August 24, 2009

Remembering ... Genuine Risk

I will never forget the moment when Angel Cordero perpetrated one of the greatest crimes against the fans of thoroughbred horse racing. Racing fans everywhere had adopted a new hero, or should I say heroine. Genuine Risk was everything the public wanted in a new star. She was elegant and fast, she was feminine and tough. A lovely filly who could fill the void left by Ruffian’s death five years earlier. Her win in the Kentucky Derby had been one of the most popular in history. Genuine Risk was a powerful example for women libbers everywhere. In Genuine Risk, Girl Power was alive.

Angel Cordero, one of the best jockeys of his time, was no stranger to controversy and he was not afraid to raceride. The race was the 1980 Preakness and it was a chance for everyone to see Genuine Risk march to immortality. The striking, chestnut daughter of Exclusive Native was peaking at just the right time. Her capable and experienced trainer Leroy Jolley saw to that. She entered the Preakness as the belle of the ball and the world was watching. Among the seven colts that lined up as her opposition that day was a California colt named Codex. Trained by D. Wayne Lukas, Codex was also peaking, having annexed the Santa Anita and Hollywood Derbies. Unfortunately for his connections, he had been unable to run in the Derby due to mistakenly not nominating him. They were ready and eager to take on the Derby winning filly.

Early on, the race was unfolding in a predictable fashion. Codex was in a perfect stalking placement and Genuine Risk was not far behind running in a similar position to her Kentucky Derby triumph. As Codex sprung to the lead, Genuine Risk followed. She quickly gained on the outside as they approached the homestretch. It was a two horse race and the filly had the momentum … and then … she was Corde-rode (verb - meaning to screw the filly). At the very least, Codex and Cordero carried Genuine Risk seven wide in an attempt to keep her from passing. I prefer to think of it as a deliberate mugging of America’s Sweetheart. Her rider, Jacinto Vasquez, claimed that Cordero had whipped her in the face as they came together. Cordero was less than apologetic.

In that Triple Crown series of 1980, Genuine Risk performed better than any filly ever has. She won the Kentucky Derby, defeating the rallying Rumbo by one length. In so doing, Genuine Risk became the first filly to win the Derby in 65 years and any Triple Crown race for 56 years. After her troubled 2nd in the Preakness, she came back to run a game 2nd in the Belmont to Temperence Hill, with Codex far behind.

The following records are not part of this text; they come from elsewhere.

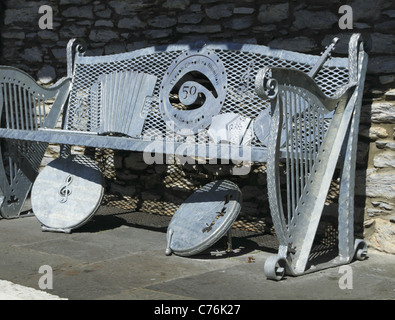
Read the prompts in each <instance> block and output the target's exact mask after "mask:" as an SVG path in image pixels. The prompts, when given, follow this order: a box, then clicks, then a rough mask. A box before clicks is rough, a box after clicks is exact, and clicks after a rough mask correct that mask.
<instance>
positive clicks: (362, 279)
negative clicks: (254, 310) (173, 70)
mask: <svg viewBox="0 0 395 320" xmlns="http://www.w3.org/2000/svg"><path fill="white" fill-rule="evenodd" d="M103 210H104V211H105V214H97V215H95V216H94V218H93V219H92V220H91V221H90V222H89V223H88V224H86V225H85V226H83V227H81V228H80V229H77V230H75V232H73V233H72V234H62V233H52V232H42V231H41V229H40V224H39V222H38V221H37V219H36V218H35V217H34V216H31V217H26V218H22V219H14V220H0V241H1V245H0V256H1V260H0V279H2V280H5V281H3V282H1V283H0V289H1V288H3V289H4V288H7V290H5V289H4V290H0V291H2V292H3V293H4V295H3V298H5V299H7V298H12V294H13V293H12V290H13V288H12V286H10V283H9V282H8V281H10V282H12V283H14V284H17V285H22V286H26V287H29V288H32V289H36V290H39V291H37V292H47V293H48V294H51V295H52V298H58V297H60V298H64V299H70V300H82V299H138V300H189V299H198V300H256V299H258V300H261V299H298V300H299V299H337V300H338V299H340V300H342V299H368V300H376V299H385V300H387V299H395V256H392V255H385V254H380V253H373V252H370V253H369V255H368V259H367V260H365V261H356V262H353V263H352V264H350V267H351V268H350V269H348V271H349V273H347V275H350V270H351V272H352V277H351V278H349V280H350V279H351V280H352V283H351V282H350V281H348V283H347V284H348V285H349V286H351V288H350V289H348V288H346V289H341V286H342V284H345V283H343V280H342V279H344V277H343V278H342V276H344V275H345V274H342V273H340V272H339V271H340V269H339V267H335V268H331V269H326V270H323V271H319V272H315V273H312V274H309V275H305V276H301V277H287V278H286V279H285V280H283V281H280V282H274V281H270V280H267V279H266V278H265V276H264V273H263V265H264V262H265V259H266V258H267V257H268V256H269V255H270V254H271V253H274V252H276V241H275V238H274V237H273V236H271V235H264V234H256V233H250V232H244V231H239V232H236V234H235V238H234V241H233V247H234V250H233V252H232V253H230V254H226V253H225V252H224V251H223V247H224V246H223V243H222V241H220V243H218V244H216V245H215V246H214V247H212V248H210V250H207V251H206V252H205V253H203V254H201V255H199V256H195V257H193V258H191V257H189V258H186V257H179V256H176V255H172V256H166V255H165V247H166V230H167V225H168V222H169V218H168V217H162V216H154V215H149V214H144V213H119V212H116V211H114V210H115V209H114V210H113V211H111V210H110V209H101V211H102V212H103ZM42 266H44V267H42ZM45 266H49V267H45ZM40 267H42V268H44V269H41V273H39V271H40ZM45 268H47V269H45ZM48 268H50V269H51V270H52V274H53V278H52V285H53V289H47V290H40V286H39V284H40V283H41V285H43V284H44V285H49V284H50V282H49V280H48V277H47V276H48V275H49V274H50V273H49V272H48V270H50V269H48ZM40 281H41V282H40ZM2 286H3V287H2ZM18 288H19V289H18V290H20V289H21V288H20V287H18ZM15 290H16V289H15ZM19 292H20V291H19ZM33 292H34V291H33ZM6 293H7V295H8V296H7V295H6ZM16 294H17V293H16ZM22 297H23V298H26V299H33V295H30V296H29V295H27V296H22ZM0 298H1V296H0ZM15 298H17V296H16V297H15ZM38 298H39V299H46V298H51V296H46V297H43V296H41V297H39V296H38Z"/></svg>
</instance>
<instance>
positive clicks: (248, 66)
mask: <svg viewBox="0 0 395 320" xmlns="http://www.w3.org/2000/svg"><path fill="white" fill-rule="evenodd" d="M254 65H255V63H254V61H251V62H250V63H249V65H248V68H247V70H246V71H245V72H244V73H243V75H242V76H241V81H242V83H243V84H242V85H241V91H242V92H246V91H247V90H248V89H249V88H250V82H252V78H251V71H252V70H253V68H254Z"/></svg>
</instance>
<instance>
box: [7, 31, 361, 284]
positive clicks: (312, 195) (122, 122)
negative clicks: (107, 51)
mask: <svg viewBox="0 0 395 320" xmlns="http://www.w3.org/2000/svg"><path fill="white" fill-rule="evenodd" d="M331 46H332V45H331ZM330 49H331V48H328V49H327V51H326V52H325V53H324V54H323V55H322V56H313V55H307V54H301V53H295V52H290V51H285V50H275V49H271V48H268V47H265V46H259V45H238V44H204V45H169V46H164V47H151V48H146V49H142V50H137V51H132V52H126V53H121V54H115V55H108V56H85V55H84V51H83V50H84V49H83V47H82V46H81V45H79V44H77V42H76V41H75V40H74V39H73V40H71V41H70V42H69V45H68V48H67V50H68V65H67V67H68V75H67V77H66V78H65V79H63V80H62V81H60V82H59V83H58V84H57V85H55V86H54V87H52V88H48V89H45V88H41V87H40V89H37V88H38V87H37V86H36V85H35V84H34V86H33V84H31V82H33V80H32V79H31V78H30V77H29V76H27V75H26V74H24V73H22V72H20V71H17V70H16V69H14V68H10V67H2V68H1V69H0V82H1V92H0V98H1V101H0V102H1V104H0V108H2V109H0V111H1V112H0V116H1V117H2V118H1V128H0V138H1V141H2V143H3V145H4V147H3V149H2V163H0V164H1V166H0V167H1V168H0V169H1V170H0V174H1V175H2V176H1V178H2V185H1V186H0V187H1V188H0V189H1V190H2V194H3V196H2V198H0V199H3V200H2V201H0V202H2V205H1V215H2V216H3V217H6V218H12V217H18V216H19V215H20V209H21V205H22V204H23V201H24V199H25V197H26V196H27V193H28V192H29V190H30V188H31V185H32V183H33V182H34V177H35V176H36V175H37V172H38V166H37V164H39V161H38V160H40V158H41V157H42V155H43V152H44V150H45V147H46V146H47V144H48V143H55V144H60V145H62V146H63V148H62V157H64V158H66V157H67V156H68V146H72V145H82V146H86V147H96V148H110V149H118V150H130V151H139V152H144V154H145V155H146V157H145V159H146V161H147V162H150V161H151V163H155V162H156V163H157V162H159V161H161V160H160V159H162V160H163V157H162V158H161V155H163V154H164V155H169V154H171V155H176V156H179V157H181V160H183V161H191V160H190V159H194V161H200V162H204V163H205V162H206V161H209V159H212V158H215V159H224V160H232V161H234V163H235V164H236V166H235V170H234V173H235V174H238V173H239V174H243V173H245V171H243V170H244V169H245V168H246V166H243V165H246V164H248V163H249V162H267V178H268V190H269V202H270V210H271V215H272V218H273V223H274V226H275V229H276V234H277V237H278V240H279V243H280V248H279V253H278V255H276V256H273V257H272V258H269V259H268V260H267V262H266V264H265V273H266V275H267V277H269V278H271V279H277V280H278V279H281V278H282V277H283V276H284V275H285V274H291V275H299V274H303V273H306V272H309V271H313V270H317V267H316V268H312V267H311V266H309V264H308V260H309V254H310V251H311V246H312V242H313V239H314V236H315V234H316V230H317V225H318V222H319V220H320V217H321V214H322V210H323V206H324V201H325V198H326V196H327V193H328V189H329V185H330V182H331V179H332V176H333V172H334V170H335V168H336V166H338V165H339V163H340V162H341V161H340V160H342V162H341V163H340V166H341V168H342V176H341V182H340V190H341V191H340V198H339V243H338V247H339V255H338V257H337V258H336V259H335V260H332V261H331V262H330V263H327V264H324V265H322V266H321V267H322V268H323V267H328V266H330V265H338V264H344V263H348V262H350V261H351V259H353V258H354V257H355V256H357V257H358V258H363V256H365V255H366V244H365V243H364V242H363V241H361V240H355V239H354V232H353V220H354V217H353V194H354V177H355V173H354V171H355V157H356V143H357V132H358V122H359V113H360V105H361V99H362V94H363V84H364V79H365V72H366V64H367V54H366V53H365V51H364V49H363V43H362V40H361V38H360V35H358V34H355V35H353V36H352V37H351V40H350V44H349V56H348V57H345V58H331V59H328V57H329V55H328V53H329V52H330ZM25 79H27V80H25ZM24 81H28V82H26V84H25V82H24ZM22 83H23V84H22ZM19 88H23V90H26V93H25V91H23V90H22V89H19ZM67 94H69V95H68V100H67V102H66V95H67ZM36 96H37V97H36ZM29 97H36V98H34V99H35V100H34V101H31V99H32V98H29ZM50 98H52V99H53V98H55V102H54V103H53V105H52V107H51V108H48V107H42V106H43V105H44V102H45V101H46V100H47V99H50ZM11 101H14V102H11ZM37 110H41V111H42V113H43V114H42V115H40V116H39V115H38V114H37V112H38V111H37ZM61 113H62V118H61V119H62V128H61V129H59V128H55V124H56V120H58V117H59V116H60V115H61ZM35 117H38V119H41V120H44V121H39V122H38V123H37V122H36V123H34V125H32V124H31V123H29V121H30V122H31V120H34V119H35ZM27 120H29V121H27ZM33 122H34V121H33ZM3 145H2V146H3ZM343 145H346V148H345V149H344V150H346V151H345V154H343V156H344V157H341V155H342V154H341V149H342V146H343ZM24 146H28V148H25V147H24ZM29 146H34V148H39V149H40V150H41V153H36V151H35V149H34V150H33V149H29ZM33 155H35V156H33ZM33 157H37V161H36V164H35V166H33V168H30V167H29V166H27V165H26V159H27V161H30V160H31V159H33ZM21 158H23V159H25V161H22V160H21ZM188 159H189V160H188ZM339 159H340V160H339ZM240 164H241V165H240ZM280 164H281V165H280ZM280 167H281V168H282V169H284V168H285V171H284V172H285V179H286V186H285V189H286V190H285V193H284V192H283V193H282V191H281V183H280V175H281V174H282V173H281V172H280V171H281V170H282V169H281V170H280ZM238 170H239V171H238ZM8 172H9V173H8ZM32 173H33V174H32ZM28 177H29V178H28ZM22 179H24V180H23V182H22ZM67 183H69V184H70V183H71V182H70V181H69V182H67V181H66V182H65V181H62V184H63V185H67ZM62 192H64V189H63V191H62ZM66 195H67V193H66ZM16 204H17V205H16ZM206 231H207V230H206ZM318 269H319V268H318Z"/></svg>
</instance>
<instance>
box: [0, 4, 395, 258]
mask: <svg viewBox="0 0 395 320" xmlns="http://www.w3.org/2000/svg"><path fill="white" fill-rule="evenodd" d="M342 4H344V1H328V0H325V1H323V0H318V1H312V0H305V1H301V0H293V1H285V0H278V1H265V2H264V3H263V2H262V1H254V0H244V1H228V2H225V1H218V0H146V1H144V0H138V1H132V2H130V1H127V0H107V1H90V0H79V1H77V0H48V1H24V0H14V1H10V0H5V1H3V6H2V8H1V12H2V18H1V20H2V23H1V59H0V60H1V61H0V62H1V63H2V64H6V65H12V66H16V67H19V68H21V69H23V70H25V71H27V72H28V73H30V74H31V75H32V76H34V77H35V78H37V79H39V80H40V81H41V82H42V83H45V84H47V83H52V82H54V81H56V80H57V79H59V78H61V77H62V76H65V74H66V51H65V48H66V44H67V42H68V40H69V39H70V38H73V37H76V38H79V39H82V40H84V41H85V42H86V44H87V48H88V50H87V53H86V54H87V55H101V54H111V53H118V52H124V51H129V50H133V49H137V48H142V47H145V46H150V45H157V44H167V43H179V42H195V41H207V42H208V41H227V42H243V43H246V42H247V43H256V44H263V45H268V46H271V47H275V48H283V49H289V50H293V51H299V52H306V53H313V54H319V53H320V52H321V51H322V50H323V48H324V47H325V45H327V44H329V43H330V41H331V39H332V38H333V37H334V36H339V37H340V38H341V40H342V41H341V42H340V43H339V45H338V46H337V48H336V50H335V55H343V56H344V54H345V53H346V52H347V43H348V38H349V36H350V35H351V33H353V32H361V33H364V34H366V35H370V37H371V40H372V41H371V50H370V53H369V66H368V75H367V80H366V84H365V94H364V99H363V107H362V119H361V126H360V141H359V150H358V161H357V188H356V189H357V190H356V209H357V210H356V212H357V216H358V219H359V222H360V224H358V225H362V223H363V222H364V226H365V236H366V238H367V239H368V240H369V241H370V245H371V246H372V247H374V248H376V249H378V250H383V251H385V252H390V253H395V246H394V245H393V243H392V242H394V241H393V240H394V235H395V230H394V229H395V228H394V226H395V224H394V223H393V221H394V219H395V214H394V210H395V209H394V208H395V136H394V135H395V133H394V128H395V94H394V91H393V90H391V89H392V88H395V35H394V30H395V3H393V1H390V0H354V1H348V2H347V5H350V6H351V8H352V9H353V30H350V29H345V30H342V29H341V28H340V27H339V23H338V22H339V19H340V17H341V16H342V14H339V7H340V6H341V5H342ZM42 5H49V6H50V7H51V8H52V10H53V25H52V26H53V28H52V29H41V28H40V27H39V19H40V17H42V16H43V14H39V13H38V10H39V7H40V6H42ZM47 22H48V21H47ZM53 150H55V151H56V147H54V149H52V151H53ZM100 153H101V157H99V158H100V159H101V160H100V161H102V162H103V166H104V168H106V175H107V177H108V183H107V187H108V190H107V191H108V195H107V198H106V201H108V203H112V202H114V203H115V202H116V203H117V204H118V205H120V204H122V205H123V206H124V207H125V208H127V209H131V210H146V211H151V212H154V213H159V214H164V213H169V214H172V213H173V212H174V211H175V210H176V208H177V206H178V205H179V204H180V203H181V202H182V201H183V200H184V199H185V198H186V197H187V196H188V195H189V194H190V193H191V192H192V191H193V190H195V189H196V188H197V187H198V186H200V185H202V184H203V183H205V182H207V181H209V180H210V179H213V178H216V179H218V178H222V177H229V175H227V172H229V166H219V165H218V166H204V165H195V166H192V165H191V166H185V167H179V166H176V165H169V166H155V167H153V166H147V165H146V164H144V162H143V161H142V160H141V159H140V158H139V155H136V154H134V153H125V152H116V153H115V154H113V153H111V152H109V151H103V150H102V151H100ZM55 154H56V152H55ZM230 178H231V179H234V180H237V181H236V182H237V183H238V184H239V185H240V186H241V188H242V191H243V194H244V204H243V209H242V210H243V212H242V216H243V217H248V219H247V220H249V221H255V222H256V223H255V224H254V226H255V227H256V228H257V229H260V230H262V229H265V228H266V227H267V226H270V217H269V214H268V206H267V196H266V183H265V166H264V165H263V164H257V165H256V166H254V167H253V168H252V171H251V173H250V174H249V175H248V176H244V177H232V176H230ZM331 192H332V193H330V194H332V195H333V196H330V197H329V198H328V199H329V202H330V199H331V197H332V198H335V196H336V187H335V186H334V189H333V190H332V191H331ZM357 231H359V232H362V230H359V229H358V228H357Z"/></svg>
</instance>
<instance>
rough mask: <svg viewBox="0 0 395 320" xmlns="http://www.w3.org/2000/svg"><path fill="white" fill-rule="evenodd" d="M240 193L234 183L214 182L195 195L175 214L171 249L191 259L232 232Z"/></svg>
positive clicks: (170, 237) (238, 188)
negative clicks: (233, 224)
mask: <svg viewBox="0 0 395 320" xmlns="http://www.w3.org/2000/svg"><path fill="white" fill-rule="evenodd" d="M241 201H242V195H241V191H240V189H239V188H238V187H237V185H236V184H234V183H233V182H231V181H227V180H223V181H213V182H210V183H208V184H206V185H205V186H203V187H202V188H200V189H199V190H197V191H195V192H194V193H193V194H192V195H191V196H190V197H189V198H188V199H187V200H185V202H184V203H183V204H181V206H180V207H179V208H178V210H177V212H176V213H175V214H174V216H173V218H172V220H171V221H170V224H169V227H168V230H167V239H168V248H170V249H171V251H172V252H174V253H175V254H177V255H181V256H190V255H194V254H197V253H199V252H202V251H203V250H205V249H207V248H209V247H210V246H212V245H213V244H214V243H215V242H217V241H218V240H219V239H220V238H221V237H222V236H224V235H225V234H226V232H227V231H228V230H229V229H230V227H231V226H232V224H233V222H234V221H235V219H236V217H237V216H238V214H239V212H240V208H241Z"/></svg>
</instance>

During her illustrious career, Genuine Risk ran 15 times with 10 wins. She was never worse than third and the only time that she lost by more than two lengths was the infamous Preakness. She was named champion 3-year-old filly of 1980. Many felt that she should have been the 2-year-old filly champ of 1979 as well, based on her undefeated 4 for 4 record and by beating the filly, Smart Angle, who would win the award, in the Demoiselle Stakes. Following her rigorous Triple Crown, Genuine Risk was given a well deserved rest. She came back three months later to run two dynamite races against the best fillies and mares in the country in the Maskette and Ruffian. In both races, she was full of courage as she battled down the stretch to be 2nd in the Maskette by a nose and then to win the Ruffian, also by a nose.

Still with Bert and Diana Firestone, her owners since the age of one, Genuine Risk would live to the age of 31. She passed away almost exactly one year ago. To the dismay of millions Genuine Risk was not a producer of race horses, as her only two foals to survive never raced. How wonderful it would have been to see offspring with her characteristics on the racetrack, but it was not to be. Instead, she endures as a runner and what a runner she was. I remember you … Genuine Risk.

2 comments:

Celeste said...

Lovely tribute to a wonderful race mare. Thanks!

LDP said...

That was a great tribute. I wansn't around to see ruffian or GR, but thanks to writing like yours i can let my imagination take hold and trasport me back to see what i might have been like.